The paper tackles the problem of domain generalization for multi-view 3D object detection in Bird-Eye-View, where performance degrades when input images differ from training domains, and proposes DG-BEV to decouple depth estimation and use adversarial training, achieving reduced performance drop on unseen domains without harming source domain accuracy as shown in experiments on Waymo, nuScenes, and Lyft datasets.

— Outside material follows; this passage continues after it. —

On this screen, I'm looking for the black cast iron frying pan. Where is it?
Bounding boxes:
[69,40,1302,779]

Multi-view 3D object detection (MV3D-Det) in Bird-Eye-View (BEV) has drawn extensive attention due to its low cost and high efficiency. Although new algorithms for camera-only 3D object detection have been continuously proposed, most of them may risk drastic performance degradation when the domain of input images differs from that of training. In this paper, we first analyze the causes of the domain gap for the MV3D-Det task. Based on the covariate shift assumption, we find that the gap mainly attributes to the feature distribution of BEV, which is determined by the quality of both depth estimation and 2D image's feature representation. To acquire a robust depth prediction, we propose to decouple the depth estimation from the intrinsic parameters of the camera (i.e. the focal length) through converting the prediction of metric depth to that of scale-invariant depth and perform dynamic perspective augmentation to increase the diversity of the extrinsic parameters (i.e. the camera poses) by utilizing homography. Moreover, we modify the focal length values to create multiple pseudo-domains and construct an adversarial training loss to encourage the feature representation to be more domain-agnostic. Without bells and whistles, our approach, namely DG-BEV, successfully alleviates the performance drop on the unseen target domain without impairing the accuracy of the source domain. Extensive experiments on various public datasets, including Waymo, nuScenes, and Lyft, demonstrate the generalization and effectiveness of our approach. To the best of our knowledge, this is the first systematic study to explore a domain generalization method for MV3D-Det.